There's already two answers here that are correct, but I often think a fully laid out proof can make things clearer. You said you wanted an answer for a 9-year-old, but I don't think it's feasible (I think it's easy to be fooled into thinking it's true without actually having any intuition for why it's true). Maybe working through this answer will help.

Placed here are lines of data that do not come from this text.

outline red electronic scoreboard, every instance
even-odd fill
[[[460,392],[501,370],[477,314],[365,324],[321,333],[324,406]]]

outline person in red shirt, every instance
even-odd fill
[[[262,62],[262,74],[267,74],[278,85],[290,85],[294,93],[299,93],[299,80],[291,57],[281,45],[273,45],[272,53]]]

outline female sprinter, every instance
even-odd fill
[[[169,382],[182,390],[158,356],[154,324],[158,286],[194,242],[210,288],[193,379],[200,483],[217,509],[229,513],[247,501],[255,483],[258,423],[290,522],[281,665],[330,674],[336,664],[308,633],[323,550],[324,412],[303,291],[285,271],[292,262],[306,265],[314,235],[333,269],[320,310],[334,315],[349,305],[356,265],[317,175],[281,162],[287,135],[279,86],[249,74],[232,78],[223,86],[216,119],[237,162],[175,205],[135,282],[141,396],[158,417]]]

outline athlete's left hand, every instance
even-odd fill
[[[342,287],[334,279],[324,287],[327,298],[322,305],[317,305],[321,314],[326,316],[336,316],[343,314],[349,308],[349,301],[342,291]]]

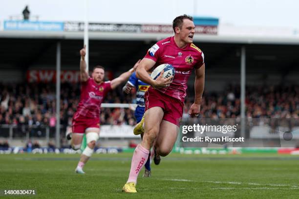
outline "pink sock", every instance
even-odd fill
[[[81,167],[82,168],[83,168],[83,167],[84,166],[85,164],[85,163],[82,162],[82,161],[79,161],[79,163],[78,163],[78,166],[79,166],[79,167]]]
[[[132,158],[130,174],[127,182],[136,183],[139,172],[146,162],[149,153],[150,151],[144,148],[141,144],[138,144],[136,147]]]
[[[154,146],[153,146],[150,149],[150,159],[152,159],[153,158],[154,155],[155,155],[155,151],[154,150],[153,147],[154,147]]]

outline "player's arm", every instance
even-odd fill
[[[149,75],[149,71],[152,68],[156,62],[148,58],[143,58],[139,66],[136,71],[136,76],[138,79],[145,83],[147,83],[155,88],[162,88],[167,87],[171,83],[172,76],[168,78],[163,78],[164,71],[161,72],[160,76],[154,80]]]
[[[81,60],[80,60],[80,78],[81,81],[86,81],[88,80],[89,76],[86,71],[86,62],[85,56],[86,55],[86,46],[80,50]]]
[[[200,112],[201,98],[205,86],[205,64],[199,68],[195,69],[195,80],[194,83],[195,98],[194,103],[189,110],[191,116],[197,116]]]
[[[114,89],[116,88],[121,83],[124,81],[127,81],[130,77],[132,73],[136,70],[136,69],[138,66],[138,64],[140,62],[140,60],[138,60],[136,62],[133,68],[131,68],[128,71],[125,72],[119,76],[118,78],[115,78],[115,79],[111,81],[111,88]]]
[[[127,94],[130,93],[130,91],[135,86],[131,85],[128,83],[127,83],[125,86],[123,87],[123,92]]]

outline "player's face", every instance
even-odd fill
[[[185,19],[183,20],[183,25],[180,31],[180,38],[187,43],[193,42],[193,36],[195,33],[195,25],[191,20]]]
[[[95,68],[92,72],[92,78],[97,83],[100,83],[104,80],[105,71],[102,68]]]

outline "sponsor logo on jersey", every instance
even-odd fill
[[[189,55],[185,58],[185,61],[188,64],[191,64],[194,61],[194,58],[191,55]]]
[[[175,58],[174,57],[171,56],[170,55],[164,55],[164,57],[167,57],[167,58],[173,58],[173,59]]]
[[[192,47],[192,48],[194,48],[194,49],[196,49],[200,53],[201,53],[201,51],[200,50],[200,49],[199,48],[198,48],[198,47],[197,47],[197,46],[196,46],[196,45],[194,45],[193,43],[192,43],[191,45],[190,45],[190,46]]]
[[[151,57],[154,57],[155,56],[155,53],[159,48],[160,47],[156,43],[155,45],[153,45],[151,48],[149,49],[149,51],[148,51],[149,55]]]
[[[178,70],[175,71],[175,73],[177,73],[179,74],[184,74],[184,75],[189,75],[191,73],[191,71],[179,71]]]
[[[93,99],[102,100],[102,99],[103,99],[103,96],[96,95],[95,93],[94,93],[94,92],[88,92],[88,95],[89,96],[89,98],[92,98]]]
[[[166,44],[166,43],[170,43],[170,41],[163,42],[162,43],[162,45],[164,45],[164,44]]]
[[[146,92],[149,89],[149,85],[140,85],[138,86],[138,90],[140,91]]]

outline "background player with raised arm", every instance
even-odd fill
[[[127,94],[130,93],[131,90],[133,88],[136,88],[137,91],[136,94],[136,102],[137,106],[135,110],[135,118],[136,118],[137,123],[141,121],[143,115],[144,114],[144,109],[145,106],[144,103],[144,94],[148,90],[149,87],[150,85],[139,80],[136,77],[136,73],[134,72],[131,75],[127,84],[123,88],[123,91]],[[140,135],[141,136],[141,139],[142,139],[143,133],[140,134]],[[144,174],[143,174],[144,177],[150,177],[151,176],[150,162],[150,152],[149,154],[149,158],[144,166],[145,170]]]
[[[195,33],[193,19],[186,15],[177,17],[172,27],[174,36],[157,42],[150,48],[136,70],[137,77],[152,87],[145,95],[144,135],[133,154],[129,177],[123,187],[125,192],[136,192],[138,174],[154,142],[158,155],[166,156],[171,151],[177,137],[178,120],[183,115],[187,81],[193,70],[195,99],[189,113],[196,116],[200,110],[205,64],[203,52],[192,43]],[[163,63],[171,64],[175,69],[172,81],[172,77],[164,79],[163,72],[156,80],[149,76],[148,71]]]
[[[100,111],[101,104],[107,93],[126,81],[136,70],[140,60],[128,71],[121,74],[111,81],[104,81],[105,69],[96,66],[91,77],[86,71],[85,47],[80,50],[80,75],[81,94],[77,112],[72,120],[71,143],[74,150],[80,148],[83,135],[86,134],[87,146],[82,152],[75,171],[84,174],[83,168],[93,153],[100,133]]]

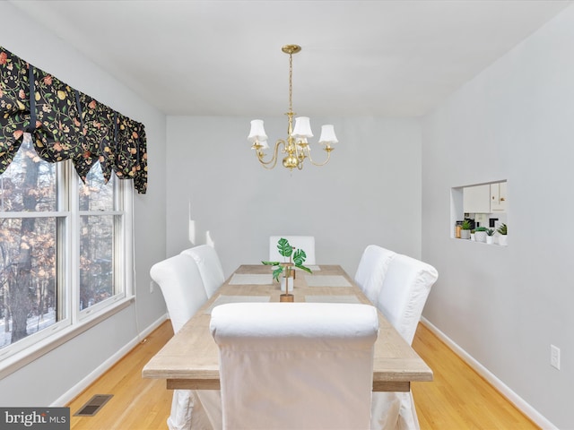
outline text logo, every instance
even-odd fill
[[[0,408],[3,430],[70,430],[69,408]]]

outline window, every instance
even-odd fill
[[[83,184],[24,140],[0,175],[0,360],[131,297],[131,181],[104,184],[100,163]]]

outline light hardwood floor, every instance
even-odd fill
[[[69,405],[73,430],[167,429],[172,391],[165,382],[142,379],[142,367],[173,335],[166,322]],[[422,430],[537,429],[425,326],[413,347],[434,372],[432,383],[413,384]],[[94,417],[74,417],[95,394],[113,398]]]

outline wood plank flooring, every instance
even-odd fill
[[[143,379],[142,368],[173,335],[165,322],[70,404],[72,430],[165,430],[172,391]],[[425,326],[413,347],[434,372],[432,383],[413,384],[422,430],[530,430],[534,423],[513,407]],[[74,417],[95,394],[113,398],[94,417]]]

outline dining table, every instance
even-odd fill
[[[290,293],[295,302],[370,304],[340,265],[296,270]],[[144,366],[144,378],[163,379],[168,390],[219,390],[219,349],[209,329],[213,307],[238,302],[279,302],[272,268],[240,265],[197,313]],[[290,282],[291,284],[291,282]],[[286,306],[290,304],[285,303]],[[378,312],[373,391],[409,391],[412,382],[432,381],[432,370]]]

First off, the outer loop runs n times clearly because i is not modified within the loop. The only code within the loop that could run more than once is the block

while (j > 0 && s[i] != s[j])
{   
    j = pi[j-1]
}

So how many times can that run? Well notice that every time that condition is satisfied we decrease the value of j which, at this point, is at most pi[i-1]. If it hits 0 then the while loop is done. To see why this is important, we first prove a lemma (you're a very smart 9-year-old):

pi[i] <= i

This is done by induction. pi[0] <= 0 since it's set once in the initialization of pi and never touched again. Then inductively we let 0 < k < n and assume the claim holds for 0 <= a < k. Consider the value of p[k]. It's set precisely once in the line pi[i] = j. Well how big can j be? It's initialized to pi[k-1] <= k-1 by induction. In the while block it then may be updated to pi[j-1] <= j-1 < pi[k-1]. By another mini-induction you can see that j will never increase past pi[k-1]. Hence after the while loop we still have j <= k-1. Finally it might be incremented once so we have j <= k and so pi[k] = j <= k (which is what we needed to prove to finish our induction).

Now returning back to the original point, we ask "how many times can we decrease the value of j"? Well with our lemma we can now see that every iteration of the while loop will monotonically decrease the value of j. In particular we have:

pi[j-1] <= j-1 < j

So how many times can this run? At most pi[i-1] times. The astute reader might think "you've proven nothing! We have pi[i-1] <= i-1 but it's inside the while loop so it's still O(n^2)!". The slightly more astute reader notices this extra fact:

However many times we run j = pi[j-1] we then decrease the value of pi[i] which shortens the next iteration of the loop!

For example, let's say j = pi[i-1] = 10. But after ~6 iterations of the while loop we have j = 3 and let's say it gets incremented by 1 in the s[i] == s[j] line so j = 4 = pi[i]. Well then at the next iteration of the outer loop we start with j = 4... so we can only execute the while at most 4 times.

The final piece of the puzzle is that ++j runs at most once per loop. So it's not like we can have something like this in our pi vector:

0 1 2 3 4 5 1 6 1 7 1 8 1 9 1
           ^   ^   ^   ^   ^
Those spots might mean multiple iterations of the while loop if this 
could happen

To make this actually formal you might establish the invariants described above and then use induction to show that the total number of times that while loop is run, summed with pi[i] is at most i. From that, it follows that the total number of times the while loop is run is O(n) which means that the entire outer loop has complexity:

O(n)     // from the rest of the outer loop excluding the while loop
+ O(n)   // from the while loop
=> O(n)

Question 3

Let's start with the fact the outer loop executes n times, where n is the length of the pattern we seek. The inner loop decreases the value of j by at least 1, since pi[j] < j. The loop terminates at the latest when j == -1, therefore it can decrease the value of j at most as often as it has been increased previously by j++ (the outer loop). Since j++ is executed in the outer loop exactly n times, the overall number of executions of the inner while loop is limited to n. The preprocessing algorithm therefore requires O(n) steps.

If you care, consider this simpler implementation of the preprocessing stage:

/* ff stands for 'failure function': */
void kmp_table(const char *needle, int *ff, size_t nff)
{
    int pos = 2, cnd = 0;

    if (nff > 1){
        ff[0] = -1;
        ff[1] = 0;
    } else {
        ff[0] = -1;
    }

    while (pos < nff) {
        if (needle[pos - 1] == needle[cnd]) {
            ff[pos++] = ++cnd;
        } else if (cnd > 0) {
            cnd = ff[cnd]; /* This is O(1) for the reasons above. */
        } else {
            ff[pos++] = 0;
        }
    }
}

from which it is painfully obvious the failure function is O(n), where n is the length of the pattern sought.